Hard sandstones seem to be more sensitive to water because a sandstone with a higher elastic modulus will produce a larger value of A and, thus, cause the UCS to decrease more quickly against increasing water saturation levels. Hawkins and McConnell (1992) also held the view that weaker sandstones were more sensitive to moisture content, which was not supported by the experiment. Sandstone with a larger elastic modulus usually has a larger UCS (Fig. 19). Therefore, hard sandstones with large elastic modulus values descend more and faster when soaked in water, such as sandstones S5, S6, S8, S13 and S14.

Fig. 19

Relationship between the UCS and the elastic modulus for these sandstones

Vásárhelyi and Ván (2006) claimed that the material parameter in Eq. (6) was inversely related to porosity, which could be expressed as A = 6.0295 / n. This relationship was further investigated by using the calculated values of A for the above 22 sandstones. Figure 20 shows that this empirical function may not be suitable for sandstones. Therefore, multivariate linear regression was used to predict the value of A by adopting porosity, elastic modulus and clay mineral content as the input variables. The multivariate linear regression function illustrates that the value of A is linearly positively correlated with porosity, which is in conflict with Eq. (7) in (Vásárhelyi and Ván 2006). Sandstone with high porosity can absorb much more water, which can provide more void space for water–rock action. The adverse influence of porosity on the strength caused by water-weakening effects in this study is in accordance with the literature (Wong et al. 2016), in which a negative power relationship was observed between the UCS and porosity. Some other potential internal and external factors influencing the water-weakening effects can also be found in the review (Wong et al. 2016). Nevertheless, a novel finding in this study is that the relationship between the UCS loss caused by water saturation and the initial internal properties of sandstones (clay mineral content, elastic modulus and porosity) is quantified.

Fig. 20

The values of material parameter A versus porosity for 22 sandstones

Conclusions

The strength loss of four typical sandstones is investigated experimentally. The UCS, PLI and BTS values decrease quickly with increasing water saturation levels, especially when the water saturation level increases from 0 to 60%. By comparison, both the exponential decay function and logarithmic decay function can be used to predict the strength loss under any water saturation.

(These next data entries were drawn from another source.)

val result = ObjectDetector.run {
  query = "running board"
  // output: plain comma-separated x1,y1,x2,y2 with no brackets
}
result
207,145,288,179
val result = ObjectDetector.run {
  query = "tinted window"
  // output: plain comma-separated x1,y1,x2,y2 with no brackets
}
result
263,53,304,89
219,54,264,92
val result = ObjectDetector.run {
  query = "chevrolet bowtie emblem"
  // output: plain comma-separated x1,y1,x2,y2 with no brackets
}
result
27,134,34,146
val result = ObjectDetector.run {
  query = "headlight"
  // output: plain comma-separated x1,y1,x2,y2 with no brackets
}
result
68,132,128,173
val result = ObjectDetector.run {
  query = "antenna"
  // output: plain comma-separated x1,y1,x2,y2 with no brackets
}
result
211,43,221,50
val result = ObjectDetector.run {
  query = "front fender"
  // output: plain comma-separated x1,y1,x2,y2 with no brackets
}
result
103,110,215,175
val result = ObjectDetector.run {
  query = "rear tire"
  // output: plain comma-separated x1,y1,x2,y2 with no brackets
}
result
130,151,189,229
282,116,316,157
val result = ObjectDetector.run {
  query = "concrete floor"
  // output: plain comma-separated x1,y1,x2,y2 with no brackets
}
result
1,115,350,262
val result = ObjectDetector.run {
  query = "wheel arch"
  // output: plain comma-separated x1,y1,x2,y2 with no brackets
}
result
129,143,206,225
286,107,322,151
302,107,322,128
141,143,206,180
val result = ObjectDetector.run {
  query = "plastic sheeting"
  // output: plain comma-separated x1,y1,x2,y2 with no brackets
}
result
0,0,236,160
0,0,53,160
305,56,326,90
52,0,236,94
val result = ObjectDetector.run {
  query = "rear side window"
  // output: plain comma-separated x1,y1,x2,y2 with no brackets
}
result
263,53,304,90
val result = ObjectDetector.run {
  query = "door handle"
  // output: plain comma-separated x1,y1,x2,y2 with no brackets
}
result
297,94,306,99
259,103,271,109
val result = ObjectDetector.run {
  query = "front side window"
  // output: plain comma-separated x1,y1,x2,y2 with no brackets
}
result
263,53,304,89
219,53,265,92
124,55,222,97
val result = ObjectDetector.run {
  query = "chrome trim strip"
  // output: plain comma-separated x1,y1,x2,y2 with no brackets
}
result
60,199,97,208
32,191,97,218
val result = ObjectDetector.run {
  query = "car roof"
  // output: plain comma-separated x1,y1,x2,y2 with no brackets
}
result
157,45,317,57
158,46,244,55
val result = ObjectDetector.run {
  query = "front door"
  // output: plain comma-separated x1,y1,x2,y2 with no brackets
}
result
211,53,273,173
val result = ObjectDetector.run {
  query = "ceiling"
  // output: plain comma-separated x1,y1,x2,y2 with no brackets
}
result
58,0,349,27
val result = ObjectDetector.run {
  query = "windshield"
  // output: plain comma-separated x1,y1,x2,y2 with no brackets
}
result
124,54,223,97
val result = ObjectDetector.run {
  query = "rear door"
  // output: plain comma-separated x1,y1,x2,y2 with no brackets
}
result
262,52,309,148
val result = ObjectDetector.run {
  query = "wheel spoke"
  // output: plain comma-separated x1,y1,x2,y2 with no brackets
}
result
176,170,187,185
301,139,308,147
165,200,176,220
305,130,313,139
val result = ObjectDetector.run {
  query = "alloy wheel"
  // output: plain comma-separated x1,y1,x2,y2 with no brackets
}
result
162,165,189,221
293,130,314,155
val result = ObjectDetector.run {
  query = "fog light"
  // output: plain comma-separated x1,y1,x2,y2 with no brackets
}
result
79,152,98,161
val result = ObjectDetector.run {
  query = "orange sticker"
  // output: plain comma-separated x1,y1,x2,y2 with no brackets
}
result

To further investigate the correction of the intrinsic properties of sandstones with the water-weakening degree, multiple linear regression analysis is conducted. The UCS loss caused by water saturation is related to the porosity, elastic modulus and clay mineral content. Sandstone with high porosity, a large elastic modulus and large clay mineral content experiences more and faster UCS loss when in contact with water. The other potential factors influencing the water-weakening effects on rocks need to be researched in the future.

A critical saturation level corresponding to the 90% UCS loss is proposed in this study. The critical saturation values for most sandstones are in the range of 60 ~ 80%, beyond which the UCS loss caused by the increased water saturation is very small. Sandstone with high porosity, a large elastic modulus and a large clay mineral content has a smaller critical saturation value, which is more sensitive to water.

The clay minerals in these sandstones mainly include illite, kaolinite and chlorite, which have low swelling abilities. Therefore, the influence of the clay mineral content on the water weakening of sandstones is not remarkable if highly expansible clay minerals are absent. Highly expansible clay minerals play an important role in the water weakening of sandstones.